Buying a motorhome is a big decision that requires caution and in-depth planning. This is particularly important for consumers in the market for a second-hand vehicle. Buying a pre-owned RV is a great way to save money, but you need to be sure that the seller is honest. What if the history of the trailer is not clean? The only way to know for sure is to run a VIN check.
Every vehicle in the United States, including RVs, ATVs, and motorcycles, has a special identifier. No two motorhomes may share the same number. The easiest way to find essential information is to do a trailer VIN lookup online. This simple precaution can prevent expensive mistakes. Find out about any damage, recalls, accidents, and defects in just a few clicks!
Where to Find the Number
As per NHTSA requirements, all trailers used for traveling on the road must be assigned a 17-character code. Each of the letters and digits denotes a particular piece of information. For example, the first three positions constitute the World Manufacturer Identifier (WMI). Note that the codes of motorhomes in the United States never include letters i, o or q, as they are easily mixed up with numbers (1, 0 and 9, respectively).

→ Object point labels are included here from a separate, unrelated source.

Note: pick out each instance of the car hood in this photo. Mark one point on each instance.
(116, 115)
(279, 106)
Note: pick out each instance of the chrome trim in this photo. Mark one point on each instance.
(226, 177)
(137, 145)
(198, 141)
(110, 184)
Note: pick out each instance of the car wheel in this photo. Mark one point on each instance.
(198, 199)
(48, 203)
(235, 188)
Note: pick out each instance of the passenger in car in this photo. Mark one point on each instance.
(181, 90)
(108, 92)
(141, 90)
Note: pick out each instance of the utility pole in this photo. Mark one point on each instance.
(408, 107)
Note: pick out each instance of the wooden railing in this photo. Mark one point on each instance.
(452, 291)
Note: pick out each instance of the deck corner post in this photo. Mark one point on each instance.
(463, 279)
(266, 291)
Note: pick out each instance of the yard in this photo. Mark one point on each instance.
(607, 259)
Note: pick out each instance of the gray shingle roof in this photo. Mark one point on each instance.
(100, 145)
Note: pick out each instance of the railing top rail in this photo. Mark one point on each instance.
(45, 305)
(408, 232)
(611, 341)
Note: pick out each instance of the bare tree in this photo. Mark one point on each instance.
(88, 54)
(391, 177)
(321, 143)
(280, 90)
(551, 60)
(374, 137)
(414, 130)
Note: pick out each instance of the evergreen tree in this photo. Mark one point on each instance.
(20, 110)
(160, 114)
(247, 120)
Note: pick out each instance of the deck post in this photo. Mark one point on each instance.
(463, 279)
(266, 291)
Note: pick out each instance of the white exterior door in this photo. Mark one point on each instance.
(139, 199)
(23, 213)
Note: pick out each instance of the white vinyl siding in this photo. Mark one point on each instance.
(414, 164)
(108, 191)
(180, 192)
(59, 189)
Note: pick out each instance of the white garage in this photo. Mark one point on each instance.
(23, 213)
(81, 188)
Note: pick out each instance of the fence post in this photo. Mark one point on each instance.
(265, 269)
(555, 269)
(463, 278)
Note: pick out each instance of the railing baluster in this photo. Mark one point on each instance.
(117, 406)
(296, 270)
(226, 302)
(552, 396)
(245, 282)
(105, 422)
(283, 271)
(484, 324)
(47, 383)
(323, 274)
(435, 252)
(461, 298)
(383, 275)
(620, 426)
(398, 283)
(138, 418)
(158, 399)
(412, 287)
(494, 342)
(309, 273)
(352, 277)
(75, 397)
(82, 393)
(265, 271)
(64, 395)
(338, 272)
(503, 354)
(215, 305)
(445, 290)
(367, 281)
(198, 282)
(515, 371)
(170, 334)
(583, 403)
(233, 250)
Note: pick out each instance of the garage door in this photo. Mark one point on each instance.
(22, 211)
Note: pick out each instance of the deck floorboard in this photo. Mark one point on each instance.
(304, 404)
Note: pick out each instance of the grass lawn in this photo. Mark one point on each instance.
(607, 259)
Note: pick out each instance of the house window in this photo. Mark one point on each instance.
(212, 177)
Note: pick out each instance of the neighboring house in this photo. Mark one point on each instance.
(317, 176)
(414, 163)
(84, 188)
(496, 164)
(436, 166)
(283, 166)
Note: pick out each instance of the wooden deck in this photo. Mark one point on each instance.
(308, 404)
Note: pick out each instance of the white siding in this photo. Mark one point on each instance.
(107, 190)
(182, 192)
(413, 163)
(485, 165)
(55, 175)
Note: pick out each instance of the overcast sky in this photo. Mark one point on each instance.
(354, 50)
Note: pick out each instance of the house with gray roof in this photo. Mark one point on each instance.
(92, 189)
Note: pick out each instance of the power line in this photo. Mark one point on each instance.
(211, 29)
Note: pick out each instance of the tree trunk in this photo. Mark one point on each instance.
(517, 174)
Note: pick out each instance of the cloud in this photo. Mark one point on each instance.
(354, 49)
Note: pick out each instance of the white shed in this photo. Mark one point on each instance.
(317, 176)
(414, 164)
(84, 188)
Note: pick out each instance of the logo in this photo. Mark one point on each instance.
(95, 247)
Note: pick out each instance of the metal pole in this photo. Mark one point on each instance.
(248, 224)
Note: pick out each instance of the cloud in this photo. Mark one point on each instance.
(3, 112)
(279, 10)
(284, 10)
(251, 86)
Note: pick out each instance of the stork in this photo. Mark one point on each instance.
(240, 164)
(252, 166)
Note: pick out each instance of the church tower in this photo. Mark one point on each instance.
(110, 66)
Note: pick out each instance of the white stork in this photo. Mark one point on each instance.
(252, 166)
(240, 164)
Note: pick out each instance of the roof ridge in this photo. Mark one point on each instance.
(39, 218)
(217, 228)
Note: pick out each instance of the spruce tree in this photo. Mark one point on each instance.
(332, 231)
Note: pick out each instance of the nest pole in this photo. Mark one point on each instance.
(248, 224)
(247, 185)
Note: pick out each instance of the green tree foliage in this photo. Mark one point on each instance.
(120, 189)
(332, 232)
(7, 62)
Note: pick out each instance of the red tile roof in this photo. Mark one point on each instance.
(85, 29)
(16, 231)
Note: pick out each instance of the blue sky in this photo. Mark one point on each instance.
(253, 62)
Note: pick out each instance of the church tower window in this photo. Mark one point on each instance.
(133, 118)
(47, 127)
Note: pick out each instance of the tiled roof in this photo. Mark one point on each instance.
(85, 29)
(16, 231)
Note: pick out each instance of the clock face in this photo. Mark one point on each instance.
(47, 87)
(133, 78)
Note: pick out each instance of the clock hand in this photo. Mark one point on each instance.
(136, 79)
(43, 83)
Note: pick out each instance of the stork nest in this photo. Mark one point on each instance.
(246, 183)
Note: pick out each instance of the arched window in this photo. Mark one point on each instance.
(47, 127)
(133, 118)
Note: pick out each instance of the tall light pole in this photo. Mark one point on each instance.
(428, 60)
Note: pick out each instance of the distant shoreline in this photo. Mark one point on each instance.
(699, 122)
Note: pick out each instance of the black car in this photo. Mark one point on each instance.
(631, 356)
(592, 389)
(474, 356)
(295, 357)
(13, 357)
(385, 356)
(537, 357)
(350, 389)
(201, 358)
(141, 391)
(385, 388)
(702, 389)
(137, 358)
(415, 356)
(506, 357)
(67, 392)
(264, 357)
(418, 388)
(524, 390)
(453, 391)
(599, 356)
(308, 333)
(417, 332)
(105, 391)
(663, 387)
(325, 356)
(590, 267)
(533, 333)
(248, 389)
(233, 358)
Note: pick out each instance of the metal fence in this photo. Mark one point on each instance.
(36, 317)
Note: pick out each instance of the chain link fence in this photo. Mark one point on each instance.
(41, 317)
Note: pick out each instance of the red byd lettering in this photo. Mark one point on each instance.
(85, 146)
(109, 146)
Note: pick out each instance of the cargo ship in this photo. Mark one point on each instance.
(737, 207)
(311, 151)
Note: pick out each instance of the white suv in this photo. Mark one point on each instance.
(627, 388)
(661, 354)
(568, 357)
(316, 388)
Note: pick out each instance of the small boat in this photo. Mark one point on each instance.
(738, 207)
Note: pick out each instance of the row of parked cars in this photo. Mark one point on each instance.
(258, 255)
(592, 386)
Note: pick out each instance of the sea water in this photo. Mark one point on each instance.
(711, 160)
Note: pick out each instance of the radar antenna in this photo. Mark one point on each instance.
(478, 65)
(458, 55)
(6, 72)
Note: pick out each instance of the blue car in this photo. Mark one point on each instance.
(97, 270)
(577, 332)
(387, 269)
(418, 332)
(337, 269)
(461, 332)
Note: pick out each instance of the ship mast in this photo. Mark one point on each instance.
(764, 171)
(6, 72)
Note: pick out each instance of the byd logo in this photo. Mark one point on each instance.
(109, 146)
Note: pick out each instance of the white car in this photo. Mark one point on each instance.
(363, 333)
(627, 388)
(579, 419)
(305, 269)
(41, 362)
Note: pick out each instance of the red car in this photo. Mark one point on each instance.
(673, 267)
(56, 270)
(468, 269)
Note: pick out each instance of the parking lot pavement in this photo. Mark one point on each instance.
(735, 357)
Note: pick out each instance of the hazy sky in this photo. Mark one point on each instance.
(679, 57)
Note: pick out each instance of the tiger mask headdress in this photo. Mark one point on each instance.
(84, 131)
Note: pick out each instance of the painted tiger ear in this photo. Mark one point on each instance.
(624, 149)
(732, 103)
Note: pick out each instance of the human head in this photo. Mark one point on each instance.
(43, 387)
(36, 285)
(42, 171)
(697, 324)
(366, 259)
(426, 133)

Different manufacturers place VINs on different non-removable parts of their trailers. Most commonly, they are imprinted on the interior to prevent damage, so you could find them in the nooks or crannies. First, look for this 17-character sequence on:
- the tongue;
- the weight distribution bars;
- the hitch;
- around the door frames;
- the underside of the trailer in the front or rear;
- the exterior;
- the sides and bottoms of slide-outs.
If you see VINs on different parts of the vehicle, they must match. Otherwise, you could be looking at a compilation of parts of different vehicles or a trailer from the gray market. Double-check the code and write it down.
Where to Get the Report
The fastest way to obtain a history report is to run a check online. You will see if the trailer was involved in accidents, stolen or damaged by the elements. The full version also includes odometer readings, lien and repossession records, and other details.
Online reports are free or paid depending on their type. With a free check, you can decode the VIN — i.e., see trailer specifications. An in-depth history investigation is provided for a modest fee.
Alternatively, you could visit your local DMV branch. The price will depend on the state, and you will also be asked for your ID. The third possible source is any local dealership selling trailers of the same type. If it has a direct line of communication with the manufacturer, the staff may be able to provide a report. Otherwise, you will need to contact the auto manufacturer yourself.